“L’Allegoria della restituzione di Messina alla Spagna” oltraggia la città: Caliò (Udc) ne chiede la rimozione dall’Aula consiliare

“L’Allegoria della restituzione di Messina alla Spagna” oltraggia la città: Caliò (Udc) ne chiede la rimozione dall’Aula consiliare

“L’Allegoria della restituzione di Messina alla Spagna” oltraggia la città: Caliò (Udc) ne chiede la rimozione dall’Aula consiliare

mercoledì 28 Aprile 2010 - 08:19

Il consigliere comunale trova inaccettabile esporre “una simile infamante e provocatoria raffigurazione”di Messina

Può un’opera d’arte offendere e ledere l’immagine di una città?

Secondo il consigliere comunale dell’Udc, Tanino Caliò, assolutamente sì. Ed è per questa ragione che l’esponente politico di centro-destra ha deciso di scrivere un’interrogazione al sindaco, Giuseppe Buzzana.

L’opera in questione è l’ “ Allegoria della restituzione di Messina alla Spagna “ o meglio la riproduzione in gigantografia del dipinto,esposta nell’Aula consiliare di Palazzo Zanca.

“L’opera originale – scrive Caliò – viene ad oggi conservata al Museo del Prado di Madrid e fu dipinta nell’anno in cui aveva conclusione la rivolta antispagnola scoppiata a Messina dal 1674 al 1678. L’opera raffigura inoltre il trafugamento di ben 1426 pergamene che documentavano la storia civile e i privilegi concessi alla città a partire dall’epoca normanna.

Nell’opera – continua il consigliere comunale – la città di Messina, viene raffigurata al centro del dipinto in sembianze di donna nuda con in testa una corona a tre torri, antico emblema civico, in quanto spogliata di tutti i suoi privilegi; ed invoca clemenza alla Spagna, quest’ultima raffigurata in sembianze femminili”.

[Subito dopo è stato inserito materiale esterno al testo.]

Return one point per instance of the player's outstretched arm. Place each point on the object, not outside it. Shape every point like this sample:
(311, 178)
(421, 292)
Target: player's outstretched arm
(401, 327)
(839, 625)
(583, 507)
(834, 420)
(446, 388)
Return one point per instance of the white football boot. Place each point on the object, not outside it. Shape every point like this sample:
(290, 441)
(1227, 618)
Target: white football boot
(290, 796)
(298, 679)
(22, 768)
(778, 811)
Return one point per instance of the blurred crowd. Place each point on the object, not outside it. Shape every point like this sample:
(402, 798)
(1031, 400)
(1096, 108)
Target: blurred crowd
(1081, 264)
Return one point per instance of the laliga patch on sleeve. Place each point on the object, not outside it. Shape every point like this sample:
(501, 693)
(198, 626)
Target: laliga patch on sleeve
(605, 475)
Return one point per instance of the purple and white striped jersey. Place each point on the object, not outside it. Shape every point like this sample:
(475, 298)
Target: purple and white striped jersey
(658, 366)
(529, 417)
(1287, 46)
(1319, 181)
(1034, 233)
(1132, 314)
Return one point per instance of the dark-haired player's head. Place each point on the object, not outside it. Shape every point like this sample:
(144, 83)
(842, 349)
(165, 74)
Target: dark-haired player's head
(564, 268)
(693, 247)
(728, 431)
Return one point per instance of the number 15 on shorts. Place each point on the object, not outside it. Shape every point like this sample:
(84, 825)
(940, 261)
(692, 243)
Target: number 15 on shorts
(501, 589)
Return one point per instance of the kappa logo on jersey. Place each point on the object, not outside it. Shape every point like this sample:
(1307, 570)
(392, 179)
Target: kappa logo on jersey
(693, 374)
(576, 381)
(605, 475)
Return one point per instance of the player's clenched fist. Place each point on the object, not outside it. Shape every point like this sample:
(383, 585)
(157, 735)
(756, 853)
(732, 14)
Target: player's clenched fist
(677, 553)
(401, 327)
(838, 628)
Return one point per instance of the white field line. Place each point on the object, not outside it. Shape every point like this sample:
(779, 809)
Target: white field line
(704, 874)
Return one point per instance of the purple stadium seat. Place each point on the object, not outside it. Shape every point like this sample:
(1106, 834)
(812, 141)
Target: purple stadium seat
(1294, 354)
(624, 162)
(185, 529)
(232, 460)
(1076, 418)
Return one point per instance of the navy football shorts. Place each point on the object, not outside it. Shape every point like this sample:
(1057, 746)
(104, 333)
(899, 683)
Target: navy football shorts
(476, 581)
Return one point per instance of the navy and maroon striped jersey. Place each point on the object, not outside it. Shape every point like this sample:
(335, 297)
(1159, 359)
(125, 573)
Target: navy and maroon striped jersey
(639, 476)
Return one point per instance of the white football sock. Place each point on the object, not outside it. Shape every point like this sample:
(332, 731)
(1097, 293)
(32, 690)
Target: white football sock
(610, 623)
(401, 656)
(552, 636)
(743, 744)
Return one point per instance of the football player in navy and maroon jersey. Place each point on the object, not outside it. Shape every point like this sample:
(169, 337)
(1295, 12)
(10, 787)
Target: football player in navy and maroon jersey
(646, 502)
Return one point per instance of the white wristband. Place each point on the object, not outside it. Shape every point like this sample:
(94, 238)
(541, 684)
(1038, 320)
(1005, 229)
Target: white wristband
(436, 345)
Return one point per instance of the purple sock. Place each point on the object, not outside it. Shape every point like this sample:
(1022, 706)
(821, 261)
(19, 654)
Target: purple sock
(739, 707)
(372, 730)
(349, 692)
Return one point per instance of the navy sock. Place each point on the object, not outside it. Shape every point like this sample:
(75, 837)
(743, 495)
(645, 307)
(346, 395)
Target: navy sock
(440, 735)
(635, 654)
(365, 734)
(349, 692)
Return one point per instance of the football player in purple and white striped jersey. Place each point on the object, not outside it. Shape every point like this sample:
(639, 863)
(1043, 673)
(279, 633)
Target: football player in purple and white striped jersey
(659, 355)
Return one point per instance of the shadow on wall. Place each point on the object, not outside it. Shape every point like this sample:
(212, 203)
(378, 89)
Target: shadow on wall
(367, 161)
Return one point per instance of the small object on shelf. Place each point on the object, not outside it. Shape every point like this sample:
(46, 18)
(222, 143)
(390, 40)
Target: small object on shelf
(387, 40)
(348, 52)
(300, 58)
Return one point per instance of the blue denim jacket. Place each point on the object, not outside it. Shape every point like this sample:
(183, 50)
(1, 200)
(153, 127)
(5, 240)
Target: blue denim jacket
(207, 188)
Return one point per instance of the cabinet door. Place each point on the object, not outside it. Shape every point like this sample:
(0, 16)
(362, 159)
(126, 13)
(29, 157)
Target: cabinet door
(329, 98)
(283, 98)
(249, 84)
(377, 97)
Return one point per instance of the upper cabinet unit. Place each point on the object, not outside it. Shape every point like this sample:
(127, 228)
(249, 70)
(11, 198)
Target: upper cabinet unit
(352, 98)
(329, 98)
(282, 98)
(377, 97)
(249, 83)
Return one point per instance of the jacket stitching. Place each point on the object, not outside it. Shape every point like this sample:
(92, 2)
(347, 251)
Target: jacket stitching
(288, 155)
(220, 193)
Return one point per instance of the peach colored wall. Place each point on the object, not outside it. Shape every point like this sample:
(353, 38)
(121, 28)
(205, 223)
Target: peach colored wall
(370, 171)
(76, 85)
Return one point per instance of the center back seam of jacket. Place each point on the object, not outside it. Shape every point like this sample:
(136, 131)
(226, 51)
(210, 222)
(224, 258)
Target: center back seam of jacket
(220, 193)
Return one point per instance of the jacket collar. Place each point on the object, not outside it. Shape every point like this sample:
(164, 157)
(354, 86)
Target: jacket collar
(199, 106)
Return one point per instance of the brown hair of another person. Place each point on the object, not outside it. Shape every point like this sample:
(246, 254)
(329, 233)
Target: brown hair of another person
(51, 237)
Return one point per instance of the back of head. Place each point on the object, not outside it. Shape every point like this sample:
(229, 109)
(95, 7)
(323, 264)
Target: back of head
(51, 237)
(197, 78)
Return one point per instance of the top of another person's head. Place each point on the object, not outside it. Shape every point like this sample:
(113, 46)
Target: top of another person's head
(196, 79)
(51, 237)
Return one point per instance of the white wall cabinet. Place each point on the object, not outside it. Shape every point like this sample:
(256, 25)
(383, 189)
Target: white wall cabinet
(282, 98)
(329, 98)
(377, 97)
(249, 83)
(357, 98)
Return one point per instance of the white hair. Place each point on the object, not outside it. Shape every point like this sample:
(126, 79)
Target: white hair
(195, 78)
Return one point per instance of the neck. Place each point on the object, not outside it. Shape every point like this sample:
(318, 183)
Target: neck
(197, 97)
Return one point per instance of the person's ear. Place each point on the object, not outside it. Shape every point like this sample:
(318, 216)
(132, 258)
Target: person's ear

“In tal odo raffigurata, la città di Messina – secondo Caliò – viene oltremodo oltraggiata . La raffigurazione, oggetto della presente interrogazione consiliare, costituisce e rappresenta la dichiarazione da parte della Spagna nei confronti della città di Messina di città “ morta civilmente “ essendole state soppresse tutte le sue istituzioni civiche che l’avevano resa opulenta e famosa in Europa, basti pensare alla Zecca, all’Università, all’Ordine dei Cavalieri della Stella ed al Senato Messinese, oltre che al titolo di “ Nobilis et Caput Regni “.

Ritenendo “insopportabile che all’interno del luogo deputato all’amministrazione della città si possa tenere una simile infamante e provocatoria raffigurazione della propria città” l’indignato consigliere comunale interroga il primo cittadino “per conoscere quali siano i provvedimenti che intende assumere affinché si possa porre in essere l’ immediata e definitiva rimozione della gigantografia oggetto della presente interrogazione consiliare”.